Of course it was only natural that his dad would want to know what the scientist thought. When getting a professional opinion, you wanted the doctor to tell you if you were going to live or die, not the guy who buried people for a living. But still, something in Adam was really bothered by all of this. Because if he’d gone to Caltech, then he’d be the doctor in this scenario.

“Sorry.” Adam wasn’t used to fighting with his parents. In fact, he never did. They occasionally bickered, but those quickly resolved. He tried to smooth things over with, “This is all a little stressful for me.”

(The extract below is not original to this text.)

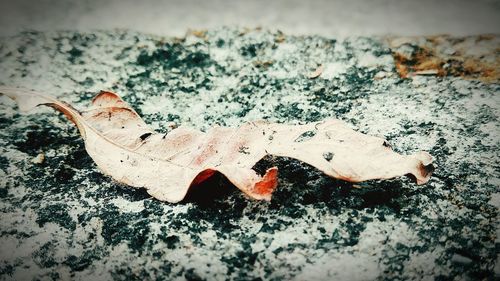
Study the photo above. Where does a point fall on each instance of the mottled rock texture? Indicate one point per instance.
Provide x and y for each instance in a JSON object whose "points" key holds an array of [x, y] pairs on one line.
{"points": [[61, 218]]}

“Of course it is.” Sheila stood, crossed to the fridge and pulled out the coffee cake. Instead of cutting them slices, she brought the whole thing to the table with three forks. Shestabbed a piece with a heavy serving of frosting. “So, we might only have a few more loops, huh?” she said through a bite.

Adam swallowed. Yes, a few more loops might be all the time they had left in the world. He wasn’t the optimist, and he didn’t have Carly to pull him out of his spiral.

Carly. She’d looked almost pained when he said he’d tell his parents on his own. Maybe he should’ve brought her, but he also needed to process his own feelings. He’d hid his deepest fears from Carly, not wanting to scare her. But he didn’t plan to give his parents false hope.